As Camden Council begins to toy with the idea, today’s Affordable Rent proposal gives social housing providers – including local authorities, the discretion to charge up to 80% market rents as a precondition for all future government grants to build new social homes. This forces the question, ‘what is social housing, and is it affordable?’
The scheme was supposed to work on different tiers: existing social housing tenants – largely unaffected, and new tenants paying the higher rents. This is not how it has worked out in practice so far and has serious implications for all social housing tenants.
According to research carried out by East Thames housing group, rather than offering tenants more flexibility and a greater chance of lifting themselves out of social housing, the Affordable Rent policy could lead to greater dependency on housing benefit.
The study found that in Newham – one ofLondon’s poorest boroughs, families would need a combined income of £43,384 to escape the housing benefit trap. All sample households studied, with the limited exception of those with a median income level and two full-time working adults, would require housing benefit to afford a three-bedroom property. Rents could increase by as much as £233 a week for social tenants in the most desirable streets of the borough.
The higher end of middle income earners will be the ones who can possibly afford to pay these rents. But they will do so at the expense of the low income earners further forcing them to move out and concentrate in areas of high deprivation. This in turn may mean they will not be able to afford to pay the high costs in commuting to their work places. This will lead to job losses further exacerbating dependency on benefits in deprived areas, at the same time leaving affluent parts of our towns and cities without the core work skills.
This policy is ideological in nature, conceived by a Right wing government who aspires to see the cleansing of the poor out of the more affluent parts of our cities, driving a deliberate policy of concentrating dysfunctional families in council estates to create a medium – a justification if you like, in order to privatise council housing. On the one hand it proposes to increase social rents; on the other hand it caps housing benefits, creating a contradiction by nature. It pretends to lift the poor out of deprivation and smacks in the face of diversity and community cohesion, and will further exacerbate the divide between the haves and the have-nots in to geographically defined areas. It is nothing less than a con.
This crisis will not be resolved through ideology. For as long as ‘housing’ is considered to be contributing to the nation’s asset-wealth instead of providing ‘affordable homes’ for the many who need or want one – regardless of their social need or background, there will be no solution in sight.
Resolving this problem requires a brave government who would be prepared to drive down artificially high market rents by increasing social housing stocks to sufficient levels in high demand areas at the same time pealing this asset from the nation’s balance sheet.

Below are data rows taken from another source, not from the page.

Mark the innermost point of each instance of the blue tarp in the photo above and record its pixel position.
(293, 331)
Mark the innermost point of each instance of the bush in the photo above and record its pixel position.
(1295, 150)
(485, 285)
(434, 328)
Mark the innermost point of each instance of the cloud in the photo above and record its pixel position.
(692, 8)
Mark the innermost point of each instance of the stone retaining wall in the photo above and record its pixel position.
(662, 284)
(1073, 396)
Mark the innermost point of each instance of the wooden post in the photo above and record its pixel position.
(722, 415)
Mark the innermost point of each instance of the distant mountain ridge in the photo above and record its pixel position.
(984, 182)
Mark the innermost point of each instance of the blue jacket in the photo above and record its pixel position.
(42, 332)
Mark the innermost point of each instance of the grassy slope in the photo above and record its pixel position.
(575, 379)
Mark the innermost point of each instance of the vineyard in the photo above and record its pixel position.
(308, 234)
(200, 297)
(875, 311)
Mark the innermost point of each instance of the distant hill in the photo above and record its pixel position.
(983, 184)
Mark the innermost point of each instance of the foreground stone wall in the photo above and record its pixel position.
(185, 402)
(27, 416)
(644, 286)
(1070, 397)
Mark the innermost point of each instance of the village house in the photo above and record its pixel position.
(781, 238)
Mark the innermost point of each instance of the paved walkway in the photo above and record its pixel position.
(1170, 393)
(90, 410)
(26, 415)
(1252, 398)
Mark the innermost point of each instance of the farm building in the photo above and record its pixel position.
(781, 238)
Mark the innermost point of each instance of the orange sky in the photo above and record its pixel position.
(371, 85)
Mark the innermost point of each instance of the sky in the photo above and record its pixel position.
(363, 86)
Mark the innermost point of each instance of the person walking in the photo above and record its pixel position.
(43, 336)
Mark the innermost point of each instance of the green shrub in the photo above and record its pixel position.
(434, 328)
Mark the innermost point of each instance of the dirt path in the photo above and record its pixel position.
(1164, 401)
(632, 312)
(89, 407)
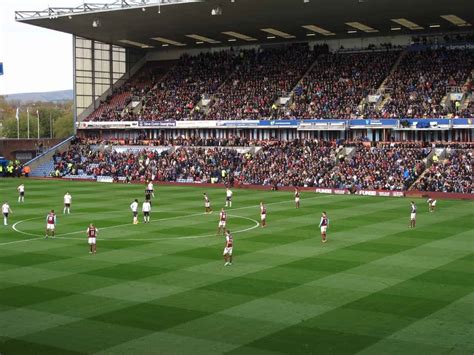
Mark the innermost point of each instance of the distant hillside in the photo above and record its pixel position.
(50, 96)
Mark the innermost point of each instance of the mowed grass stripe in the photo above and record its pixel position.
(164, 276)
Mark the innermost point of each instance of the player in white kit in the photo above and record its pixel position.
(67, 203)
(228, 197)
(134, 208)
(146, 209)
(21, 193)
(50, 224)
(5, 211)
(222, 222)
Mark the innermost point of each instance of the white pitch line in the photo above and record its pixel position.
(176, 238)
(21, 241)
(39, 237)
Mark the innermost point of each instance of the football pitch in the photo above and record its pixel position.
(376, 286)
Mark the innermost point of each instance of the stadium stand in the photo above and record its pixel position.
(422, 79)
(259, 79)
(451, 174)
(248, 84)
(309, 163)
(385, 167)
(338, 82)
(177, 96)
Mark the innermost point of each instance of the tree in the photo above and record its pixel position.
(54, 118)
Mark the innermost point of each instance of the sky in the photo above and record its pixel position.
(34, 59)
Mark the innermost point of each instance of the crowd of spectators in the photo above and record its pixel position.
(277, 163)
(385, 167)
(115, 106)
(338, 82)
(193, 78)
(259, 79)
(247, 84)
(289, 163)
(421, 81)
(307, 163)
(452, 174)
(196, 141)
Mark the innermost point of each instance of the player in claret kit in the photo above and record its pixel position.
(6, 210)
(297, 198)
(228, 197)
(149, 189)
(222, 222)
(134, 208)
(323, 226)
(207, 204)
(413, 215)
(21, 193)
(146, 209)
(263, 215)
(92, 232)
(50, 224)
(67, 203)
(431, 204)
(229, 243)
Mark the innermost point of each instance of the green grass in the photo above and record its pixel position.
(376, 287)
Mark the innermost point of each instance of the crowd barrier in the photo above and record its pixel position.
(379, 193)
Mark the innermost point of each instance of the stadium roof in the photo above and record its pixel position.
(189, 23)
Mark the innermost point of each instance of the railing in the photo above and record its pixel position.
(55, 12)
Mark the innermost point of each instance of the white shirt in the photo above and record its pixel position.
(146, 207)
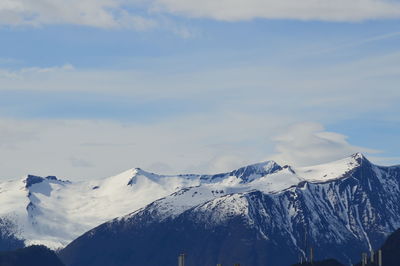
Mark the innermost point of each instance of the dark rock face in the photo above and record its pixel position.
(338, 219)
(8, 241)
(30, 256)
(329, 262)
(390, 252)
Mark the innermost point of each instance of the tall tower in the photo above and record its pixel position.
(181, 259)
(380, 257)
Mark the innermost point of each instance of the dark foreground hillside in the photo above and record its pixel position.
(390, 252)
(330, 262)
(30, 256)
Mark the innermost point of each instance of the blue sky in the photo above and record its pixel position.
(92, 88)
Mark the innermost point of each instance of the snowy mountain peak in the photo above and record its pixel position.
(253, 171)
(30, 180)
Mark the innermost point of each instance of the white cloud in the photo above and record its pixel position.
(326, 10)
(309, 143)
(124, 13)
(95, 13)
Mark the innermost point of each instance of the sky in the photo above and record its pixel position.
(90, 88)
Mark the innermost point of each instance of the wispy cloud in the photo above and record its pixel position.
(310, 143)
(324, 10)
(142, 14)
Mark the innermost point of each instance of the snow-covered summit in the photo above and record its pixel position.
(331, 171)
(53, 212)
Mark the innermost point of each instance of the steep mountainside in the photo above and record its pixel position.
(52, 212)
(340, 209)
(30, 256)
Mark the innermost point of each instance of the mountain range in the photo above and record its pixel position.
(261, 214)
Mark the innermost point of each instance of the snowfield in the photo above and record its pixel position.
(53, 212)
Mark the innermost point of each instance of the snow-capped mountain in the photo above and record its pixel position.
(52, 212)
(339, 209)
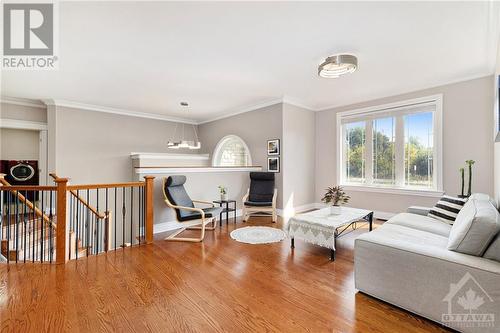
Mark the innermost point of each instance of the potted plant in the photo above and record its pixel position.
(335, 196)
(470, 163)
(223, 192)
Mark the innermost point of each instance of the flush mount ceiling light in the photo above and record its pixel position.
(337, 65)
(183, 143)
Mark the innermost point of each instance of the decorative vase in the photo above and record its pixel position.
(335, 210)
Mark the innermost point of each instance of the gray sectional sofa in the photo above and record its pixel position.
(408, 262)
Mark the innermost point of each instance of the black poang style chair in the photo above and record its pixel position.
(187, 214)
(261, 196)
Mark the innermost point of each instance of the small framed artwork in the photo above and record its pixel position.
(273, 164)
(273, 147)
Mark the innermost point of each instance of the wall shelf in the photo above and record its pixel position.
(186, 169)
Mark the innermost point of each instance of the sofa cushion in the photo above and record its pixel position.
(483, 196)
(400, 238)
(423, 223)
(493, 251)
(476, 225)
(261, 186)
(190, 215)
(447, 209)
(259, 204)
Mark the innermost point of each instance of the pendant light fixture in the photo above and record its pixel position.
(183, 143)
(337, 65)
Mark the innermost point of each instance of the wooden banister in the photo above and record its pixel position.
(83, 201)
(28, 203)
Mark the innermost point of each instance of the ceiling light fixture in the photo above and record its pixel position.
(189, 144)
(337, 65)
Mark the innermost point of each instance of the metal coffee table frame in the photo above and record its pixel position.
(340, 230)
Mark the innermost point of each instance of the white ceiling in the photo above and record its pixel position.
(224, 57)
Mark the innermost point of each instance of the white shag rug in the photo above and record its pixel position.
(258, 235)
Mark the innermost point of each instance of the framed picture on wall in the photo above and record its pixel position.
(273, 164)
(273, 147)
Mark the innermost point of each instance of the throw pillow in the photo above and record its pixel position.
(476, 225)
(447, 209)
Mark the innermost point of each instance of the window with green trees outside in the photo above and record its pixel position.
(391, 148)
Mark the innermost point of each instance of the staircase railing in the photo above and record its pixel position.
(90, 219)
(24, 200)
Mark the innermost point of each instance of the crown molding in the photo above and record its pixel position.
(34, 103)
(23, 124)
(244, 109)
(105, 109)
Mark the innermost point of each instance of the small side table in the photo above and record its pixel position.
(226, 208)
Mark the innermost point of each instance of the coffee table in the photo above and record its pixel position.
(322, 228)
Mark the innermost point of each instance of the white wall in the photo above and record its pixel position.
(19, 144)
(496, 109)
(298, 157)
(21, 112)
(255, 128)
(95, 147)
(467, 134)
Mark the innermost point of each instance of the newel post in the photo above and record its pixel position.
(149, 208)
(61, 232)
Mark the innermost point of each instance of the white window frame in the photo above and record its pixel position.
(437, 101)
(217, 150)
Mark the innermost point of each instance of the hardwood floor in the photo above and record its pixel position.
(219, 285)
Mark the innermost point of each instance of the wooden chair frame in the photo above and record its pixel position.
(259, 210)
(198, 224)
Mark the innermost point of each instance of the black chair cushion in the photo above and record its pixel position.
(261, 187)
(209, 212)
(177, 195)
(259, 204)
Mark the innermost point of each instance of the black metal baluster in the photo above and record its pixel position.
(8, 225)
(87, 225)
(139, 219)
(1, 216)
(131, 215)
(25, 224)
(115, 217)
(17, 226)
(123, 217)
(106, 224)
(70, 245)
(42, 229)
(35, 231)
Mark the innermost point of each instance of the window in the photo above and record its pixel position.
(392, 146)
(231, 151)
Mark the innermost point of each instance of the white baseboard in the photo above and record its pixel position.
(174, 225)
(376, 213)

This seems unattainable at first glance but through self financing regeneration schemes and a combination of government grants obtained from council housing revenue receipts it is possible.
On paper the nation may well appear poorer if this were to happen, but that would be mitigated many times over through a housing benefit bill which would come down drastically to realistic levels. It would be mitigated when people who are currently in ‘artificial’ benefit traps, would be incentivised to work because a larger portion of their income would be retained instead of it being spent on extortionately high rents. That would boost productivity and contribute to the nation’s wealth.
A brave government indeed! The question is, who will accept the challenge!